A New AK-47 Clone Has Come Out Of India
Still another derivative of the ubiquitous Kalashnikov assault rifle is being manufactured in an Asian country. India, whose state-owned military-industrial sector ranks among the largest in the world, joins its neighbors China and Iran as a source for copycat military small arms. This week, representatives of the Ordnance Factory Board (OFB) showed a new small arm to the Border Security Force (BSF) called the “TAR” or Trichy Assault Rifle. (Pictured above.) The name is derived from its manufacturer, the OFB plant in Tiruchirappalli in Tamil Nadu.
Of course, it’s hard not to notice the so-called TAR is just another Kalashnikov-pattern rifle. But examining its finer details reveals a few insights on India’s national security.
While India’s OFB sites are responsible for mass-producing an enormous variety of weapons the need for a Kalashnikov-pattern assault rifle is surprising. For the past 30 years, India’s government has mandated its defense ministry and military industries to indigenize–either build licensed foreign products or produce these with local talent and resources. An early result of this effort was the INSAS rifle, whose appearance copied the Israeli Galil albeit with a few alterations, that grew to a “family” with a marksman rifle and a light machine gun.
But the INSAS rifle is loathed by India’s jawans or soldiers, including those serving in the BSF, and its faults are endless. The prevalence of local insurgencies proved a battle rifle, such as the retired 7.62x51mm SLR (a copy of the FN FAL) that used to be standard issue, was favored over the INSAS with its 5.56x45mm NATO standard ammunition. In lieu of the SLR, India’s police and the military’s special forces adopted Eastern European AK-47’s and AKM’s. Even regular army units in restive Kashmir switched to AK’s en masse for battling separatist guerillas.
The so-called TAR isn’t the first Kalashnikov-patter rifle to be rolled out by the OFB. Samples of AK-47’s with underfolding metal stocks have been put on display in its factories before and the OFB’s Rifle Factory Ishapore did make an AKM copy it called “Ghatak” for India’s police. The Ghatak unveiled in 2015 boasted an all black finish and new handguards that had rails for mounting optics. Besides these, little else has changed. The so-called TAR was developed by another plant of the OFB soon after the Ghatak was launched. The OFB’s Kalashnikov-pattern rifles are understood to be unlicensed models based on Bulgarian Kalashnikovs–their ribbed plastic magazines are their primary markers.

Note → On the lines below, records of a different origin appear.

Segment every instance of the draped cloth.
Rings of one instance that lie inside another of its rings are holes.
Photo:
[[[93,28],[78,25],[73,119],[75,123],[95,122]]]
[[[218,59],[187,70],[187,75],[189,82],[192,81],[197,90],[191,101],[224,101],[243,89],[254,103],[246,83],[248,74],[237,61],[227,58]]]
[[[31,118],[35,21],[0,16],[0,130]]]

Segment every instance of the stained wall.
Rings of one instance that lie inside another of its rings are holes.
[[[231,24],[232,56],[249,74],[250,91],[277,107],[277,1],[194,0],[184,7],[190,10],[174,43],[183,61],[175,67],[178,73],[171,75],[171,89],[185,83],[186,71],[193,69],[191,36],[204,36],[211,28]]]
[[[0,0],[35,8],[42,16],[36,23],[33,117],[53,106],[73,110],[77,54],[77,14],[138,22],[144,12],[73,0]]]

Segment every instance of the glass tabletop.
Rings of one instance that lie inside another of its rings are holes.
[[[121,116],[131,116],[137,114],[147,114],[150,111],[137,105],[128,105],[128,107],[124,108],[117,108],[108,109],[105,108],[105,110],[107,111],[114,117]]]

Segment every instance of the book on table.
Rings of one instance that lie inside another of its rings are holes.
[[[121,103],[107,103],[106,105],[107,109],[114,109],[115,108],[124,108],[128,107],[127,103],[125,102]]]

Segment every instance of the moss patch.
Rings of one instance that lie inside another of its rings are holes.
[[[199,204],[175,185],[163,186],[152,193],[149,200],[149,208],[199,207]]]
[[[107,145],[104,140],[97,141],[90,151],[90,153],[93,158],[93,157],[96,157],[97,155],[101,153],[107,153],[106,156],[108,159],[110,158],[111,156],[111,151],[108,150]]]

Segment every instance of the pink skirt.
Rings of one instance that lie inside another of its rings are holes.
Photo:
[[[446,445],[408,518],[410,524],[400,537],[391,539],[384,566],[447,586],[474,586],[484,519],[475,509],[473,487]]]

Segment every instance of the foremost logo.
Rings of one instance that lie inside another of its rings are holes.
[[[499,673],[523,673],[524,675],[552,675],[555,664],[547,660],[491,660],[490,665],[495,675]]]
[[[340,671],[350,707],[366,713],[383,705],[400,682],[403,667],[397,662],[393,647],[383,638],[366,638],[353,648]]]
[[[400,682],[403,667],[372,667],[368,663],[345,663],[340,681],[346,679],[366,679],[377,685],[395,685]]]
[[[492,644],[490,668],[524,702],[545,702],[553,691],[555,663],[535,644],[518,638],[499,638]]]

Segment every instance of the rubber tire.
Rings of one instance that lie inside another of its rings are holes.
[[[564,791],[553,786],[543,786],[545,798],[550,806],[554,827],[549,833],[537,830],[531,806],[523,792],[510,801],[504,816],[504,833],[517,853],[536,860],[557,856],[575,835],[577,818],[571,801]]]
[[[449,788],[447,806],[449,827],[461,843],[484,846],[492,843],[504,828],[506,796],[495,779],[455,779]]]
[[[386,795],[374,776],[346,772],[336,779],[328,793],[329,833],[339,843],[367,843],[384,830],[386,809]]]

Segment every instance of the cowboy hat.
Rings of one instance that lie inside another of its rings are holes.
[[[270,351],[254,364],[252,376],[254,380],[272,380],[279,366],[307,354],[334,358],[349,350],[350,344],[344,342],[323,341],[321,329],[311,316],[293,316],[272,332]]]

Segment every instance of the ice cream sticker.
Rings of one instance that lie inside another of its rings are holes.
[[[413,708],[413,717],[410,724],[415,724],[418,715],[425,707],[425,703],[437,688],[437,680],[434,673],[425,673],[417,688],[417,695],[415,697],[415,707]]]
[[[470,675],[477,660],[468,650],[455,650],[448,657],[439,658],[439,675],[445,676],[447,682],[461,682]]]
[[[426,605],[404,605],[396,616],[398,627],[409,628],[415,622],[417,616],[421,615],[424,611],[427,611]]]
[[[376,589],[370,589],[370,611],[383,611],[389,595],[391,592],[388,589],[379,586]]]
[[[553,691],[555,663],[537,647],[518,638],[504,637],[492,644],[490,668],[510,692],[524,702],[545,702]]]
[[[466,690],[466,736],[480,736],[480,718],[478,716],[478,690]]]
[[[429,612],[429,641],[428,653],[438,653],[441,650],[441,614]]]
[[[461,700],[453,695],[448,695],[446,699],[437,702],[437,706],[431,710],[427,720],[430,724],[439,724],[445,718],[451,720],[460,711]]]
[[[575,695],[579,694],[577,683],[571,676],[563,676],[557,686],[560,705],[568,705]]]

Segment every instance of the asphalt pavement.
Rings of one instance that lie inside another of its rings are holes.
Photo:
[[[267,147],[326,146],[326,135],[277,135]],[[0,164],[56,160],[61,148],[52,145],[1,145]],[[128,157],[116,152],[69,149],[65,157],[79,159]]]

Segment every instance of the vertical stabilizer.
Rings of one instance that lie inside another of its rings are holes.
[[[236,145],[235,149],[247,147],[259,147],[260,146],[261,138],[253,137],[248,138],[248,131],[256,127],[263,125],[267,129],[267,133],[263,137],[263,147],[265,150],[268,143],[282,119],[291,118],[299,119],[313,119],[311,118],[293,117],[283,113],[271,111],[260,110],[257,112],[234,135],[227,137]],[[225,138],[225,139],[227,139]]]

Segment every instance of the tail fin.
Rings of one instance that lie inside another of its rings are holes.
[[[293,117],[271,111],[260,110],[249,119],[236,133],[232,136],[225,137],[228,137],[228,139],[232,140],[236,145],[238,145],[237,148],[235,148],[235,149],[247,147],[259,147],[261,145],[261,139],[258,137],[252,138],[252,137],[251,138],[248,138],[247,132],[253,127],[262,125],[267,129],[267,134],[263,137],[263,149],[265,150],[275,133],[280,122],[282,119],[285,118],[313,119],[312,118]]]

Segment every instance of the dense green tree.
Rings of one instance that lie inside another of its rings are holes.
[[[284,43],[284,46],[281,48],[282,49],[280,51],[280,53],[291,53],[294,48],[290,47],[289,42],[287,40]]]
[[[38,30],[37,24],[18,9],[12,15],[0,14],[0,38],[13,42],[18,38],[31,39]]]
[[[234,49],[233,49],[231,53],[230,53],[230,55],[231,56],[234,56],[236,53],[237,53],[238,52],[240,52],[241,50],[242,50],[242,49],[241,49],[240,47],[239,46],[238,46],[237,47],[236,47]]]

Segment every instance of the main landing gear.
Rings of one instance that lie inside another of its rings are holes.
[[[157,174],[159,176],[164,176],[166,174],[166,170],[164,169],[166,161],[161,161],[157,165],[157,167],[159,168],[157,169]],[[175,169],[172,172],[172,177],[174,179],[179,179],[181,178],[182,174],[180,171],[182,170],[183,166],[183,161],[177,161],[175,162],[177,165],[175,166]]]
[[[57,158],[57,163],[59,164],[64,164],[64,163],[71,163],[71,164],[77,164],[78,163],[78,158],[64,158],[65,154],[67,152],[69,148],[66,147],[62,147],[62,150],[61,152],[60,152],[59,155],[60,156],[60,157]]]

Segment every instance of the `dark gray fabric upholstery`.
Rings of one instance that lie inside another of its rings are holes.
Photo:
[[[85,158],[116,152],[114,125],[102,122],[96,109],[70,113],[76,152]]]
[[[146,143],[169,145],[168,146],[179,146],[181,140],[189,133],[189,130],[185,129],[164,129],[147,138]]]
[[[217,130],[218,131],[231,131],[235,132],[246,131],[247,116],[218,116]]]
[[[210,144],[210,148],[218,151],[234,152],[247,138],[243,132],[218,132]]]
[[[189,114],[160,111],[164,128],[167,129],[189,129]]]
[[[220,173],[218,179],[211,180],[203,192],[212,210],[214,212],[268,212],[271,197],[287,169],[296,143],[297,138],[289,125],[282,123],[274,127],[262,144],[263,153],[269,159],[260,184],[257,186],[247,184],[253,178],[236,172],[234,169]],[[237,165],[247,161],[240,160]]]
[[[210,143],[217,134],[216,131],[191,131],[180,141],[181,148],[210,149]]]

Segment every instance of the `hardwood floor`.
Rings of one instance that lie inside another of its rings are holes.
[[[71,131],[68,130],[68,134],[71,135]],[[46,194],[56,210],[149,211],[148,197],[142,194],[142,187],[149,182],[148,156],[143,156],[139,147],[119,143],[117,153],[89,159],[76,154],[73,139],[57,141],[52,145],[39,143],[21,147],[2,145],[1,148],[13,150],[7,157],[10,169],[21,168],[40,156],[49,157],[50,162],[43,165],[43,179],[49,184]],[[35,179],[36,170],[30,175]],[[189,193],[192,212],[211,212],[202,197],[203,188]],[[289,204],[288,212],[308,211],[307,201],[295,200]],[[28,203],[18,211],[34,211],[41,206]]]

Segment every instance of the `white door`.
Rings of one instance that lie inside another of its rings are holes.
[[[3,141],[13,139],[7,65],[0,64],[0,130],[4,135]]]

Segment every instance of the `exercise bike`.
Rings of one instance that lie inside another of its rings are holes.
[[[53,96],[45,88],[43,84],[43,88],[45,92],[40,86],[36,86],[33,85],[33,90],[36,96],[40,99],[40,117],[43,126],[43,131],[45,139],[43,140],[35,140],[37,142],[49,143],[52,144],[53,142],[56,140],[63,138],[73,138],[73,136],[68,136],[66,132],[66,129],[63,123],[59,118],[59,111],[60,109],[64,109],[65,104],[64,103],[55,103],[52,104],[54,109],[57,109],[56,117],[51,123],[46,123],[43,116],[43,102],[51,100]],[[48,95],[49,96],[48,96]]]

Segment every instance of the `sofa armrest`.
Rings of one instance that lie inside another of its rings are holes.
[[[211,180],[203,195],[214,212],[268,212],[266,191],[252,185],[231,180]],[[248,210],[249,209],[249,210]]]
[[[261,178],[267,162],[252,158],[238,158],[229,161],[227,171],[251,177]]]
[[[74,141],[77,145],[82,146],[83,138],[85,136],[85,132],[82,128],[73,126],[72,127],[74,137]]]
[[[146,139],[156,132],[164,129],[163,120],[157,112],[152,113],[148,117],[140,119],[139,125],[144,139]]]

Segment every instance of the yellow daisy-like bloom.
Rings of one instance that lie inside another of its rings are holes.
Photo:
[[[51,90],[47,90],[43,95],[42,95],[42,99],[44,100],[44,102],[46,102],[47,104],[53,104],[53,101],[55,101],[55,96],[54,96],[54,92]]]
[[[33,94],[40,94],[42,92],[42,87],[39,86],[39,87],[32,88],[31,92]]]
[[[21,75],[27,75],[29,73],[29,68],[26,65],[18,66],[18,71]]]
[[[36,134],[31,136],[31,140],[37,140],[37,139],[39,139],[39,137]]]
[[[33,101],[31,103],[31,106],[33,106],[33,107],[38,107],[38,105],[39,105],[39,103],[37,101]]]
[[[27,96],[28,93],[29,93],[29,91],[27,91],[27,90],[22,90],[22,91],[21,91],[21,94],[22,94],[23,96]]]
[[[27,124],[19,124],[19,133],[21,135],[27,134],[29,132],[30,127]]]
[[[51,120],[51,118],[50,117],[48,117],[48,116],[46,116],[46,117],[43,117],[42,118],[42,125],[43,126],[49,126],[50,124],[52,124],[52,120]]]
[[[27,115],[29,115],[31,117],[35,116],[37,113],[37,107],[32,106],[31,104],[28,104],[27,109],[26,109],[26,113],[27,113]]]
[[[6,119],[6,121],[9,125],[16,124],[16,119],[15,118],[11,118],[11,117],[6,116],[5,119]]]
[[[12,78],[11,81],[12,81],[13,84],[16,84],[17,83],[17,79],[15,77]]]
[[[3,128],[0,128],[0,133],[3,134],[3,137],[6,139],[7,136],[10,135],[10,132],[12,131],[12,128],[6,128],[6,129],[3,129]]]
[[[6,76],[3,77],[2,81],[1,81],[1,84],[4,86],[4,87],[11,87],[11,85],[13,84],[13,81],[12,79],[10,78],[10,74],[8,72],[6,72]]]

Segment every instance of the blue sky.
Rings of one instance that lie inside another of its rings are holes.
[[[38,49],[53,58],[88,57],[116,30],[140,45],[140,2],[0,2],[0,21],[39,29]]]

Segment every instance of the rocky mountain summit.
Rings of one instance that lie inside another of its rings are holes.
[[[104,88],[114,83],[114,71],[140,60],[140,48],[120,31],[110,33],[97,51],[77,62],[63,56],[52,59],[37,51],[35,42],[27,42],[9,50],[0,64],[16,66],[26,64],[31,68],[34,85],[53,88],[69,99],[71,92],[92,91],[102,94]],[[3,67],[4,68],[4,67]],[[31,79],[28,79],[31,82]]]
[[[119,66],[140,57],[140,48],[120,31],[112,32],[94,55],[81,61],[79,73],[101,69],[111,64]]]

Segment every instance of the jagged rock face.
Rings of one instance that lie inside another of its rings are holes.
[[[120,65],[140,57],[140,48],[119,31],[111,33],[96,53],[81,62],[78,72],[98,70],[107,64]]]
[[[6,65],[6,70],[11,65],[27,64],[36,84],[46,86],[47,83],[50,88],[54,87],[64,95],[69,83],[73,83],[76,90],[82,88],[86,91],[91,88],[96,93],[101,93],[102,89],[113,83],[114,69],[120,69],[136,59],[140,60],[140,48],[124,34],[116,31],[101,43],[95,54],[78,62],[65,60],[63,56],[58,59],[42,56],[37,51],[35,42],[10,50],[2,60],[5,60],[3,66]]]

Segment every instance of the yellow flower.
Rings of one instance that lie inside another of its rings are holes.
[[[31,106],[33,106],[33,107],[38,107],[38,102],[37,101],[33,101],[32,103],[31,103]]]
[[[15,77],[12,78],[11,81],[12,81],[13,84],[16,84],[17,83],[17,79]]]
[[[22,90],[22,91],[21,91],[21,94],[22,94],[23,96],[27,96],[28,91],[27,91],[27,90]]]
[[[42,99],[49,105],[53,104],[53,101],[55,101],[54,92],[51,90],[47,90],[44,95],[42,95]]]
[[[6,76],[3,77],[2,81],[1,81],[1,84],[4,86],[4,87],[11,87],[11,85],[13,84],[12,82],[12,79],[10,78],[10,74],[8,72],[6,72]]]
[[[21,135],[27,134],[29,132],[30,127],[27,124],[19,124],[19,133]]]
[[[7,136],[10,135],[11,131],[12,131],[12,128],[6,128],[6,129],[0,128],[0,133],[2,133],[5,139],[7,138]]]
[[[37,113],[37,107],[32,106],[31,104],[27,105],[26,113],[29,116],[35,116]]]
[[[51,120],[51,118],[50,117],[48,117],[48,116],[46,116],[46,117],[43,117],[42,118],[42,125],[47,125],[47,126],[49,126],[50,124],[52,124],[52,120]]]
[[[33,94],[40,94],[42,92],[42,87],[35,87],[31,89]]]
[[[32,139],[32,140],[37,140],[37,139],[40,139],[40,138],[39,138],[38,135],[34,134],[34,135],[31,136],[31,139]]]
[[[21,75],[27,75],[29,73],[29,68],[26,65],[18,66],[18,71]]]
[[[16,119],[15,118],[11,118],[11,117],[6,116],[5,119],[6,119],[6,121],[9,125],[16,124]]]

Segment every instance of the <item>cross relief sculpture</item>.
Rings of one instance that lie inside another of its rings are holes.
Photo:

The so-called TAR is no exception. In fact, its Bulgarian “origins” are glaring. The state-owned Arsenal JSCo manufactures a rifle exactly like it sold as the “AR-M1F41” that’s available in traditional 7.62x39mm or NATO standard 5.56x45mm. The Indian derivative–there’s little public evidence the OFB bothered to license the design from Arsenal JSCo–is a faithful imitation, complete with the slanting muzzle brake of the AKM, a ribbed magazine, and a side folding metal stock. Just like the Bulgarian AR-M1F41 a milled lower receiver, the portion of the rifle housing the trigger assembly and the magazine well, is used on the so-called TAR rather than a stamped sheet with rivets. The cleaning rod tucked under the barrel is absent too.
India’s BSF is a large paramilitary organization tasked with protecting the country’s frontiers from criminals and terrorists. Its numbers alone dwarf most regular armies, with total personnel reaching 250,000 men and women, and the adoption of a new Kalashnikov-pattern rifle is a boon for the OFB, whose efforts to develop a battle rifle for the army are being shunned. India’s rise as an unapologetic manufacturer of AK-type assault rifles proves the design’s global appeal.
Illicit and unlicensed copies of Kalashnikov rifles are now manufactured across Asia’s length and breadth. With the exception of Russia, AK-47/AKM production is ongoing from the Korean Peninsula until the Mediterranean.